I got to Lily halfway down the block.
“Where should we go,” I said. “Where do you want to go?”
“Let’s walk.”
“What for?”
“You made me promise I wouldn’t take you home,” she said. “Let’s just take a walk.”
“Where?”
“The fish market, like we used to. It won’t be there much longer,” she said, and she took my arm, and we started over towards the river.
During the week, before dawn, men in rubber boots waded through melting ice as they unloaded fish from the trucks parked near the stalls where bright lights were strung up on metal hooks. It was Saturday and there was no one out, just the faint stink of fish in the dark morning.

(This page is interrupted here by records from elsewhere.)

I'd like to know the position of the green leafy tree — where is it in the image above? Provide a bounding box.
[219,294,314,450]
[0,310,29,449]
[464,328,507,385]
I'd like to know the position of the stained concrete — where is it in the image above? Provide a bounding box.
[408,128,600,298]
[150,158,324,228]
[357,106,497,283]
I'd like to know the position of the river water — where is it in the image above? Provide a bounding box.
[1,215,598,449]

Lily looked around. “This time next year, the market will all be gone to Hunt’s Point in the Bronx,” she said. “I’ll miss it. You want an early breakfast?”
“Breakfast sounds good,” I said. “Sure.”
“We were quiet now. There was nothing left to say. “We found a diner that was open and we sat in a booth and she fiddled with the salt and pepper shakers and we ate bacon and eggs and drank coffee. When we were done, Lily looked at her watch, and got up. She bent down and kissed me on the cheek.
“I’m going home, Artie. I’m going to try to be a good person, OK? I’m going to try, so I’m going, and then you go and get your stuff and go meet Maxine, your wife, I have to make myself say that, and maybe we can be friends some time. Look, I’m just going,” she said, and turned and went out of the diner and out into the street and jogged away. This time I didn’t try to follow her.
For a while, until it was light, I sat and then I walked over to the edge of the river. I lit a cigarette. I felt that someone was watching me. I’d felt it before during the week, the sense of a shadow, someone’s shadow falling on me. I wondered if it could be the creep from Brooklyn who got away, or just my tumbling towards chaos. I moved away from the edge of the pier.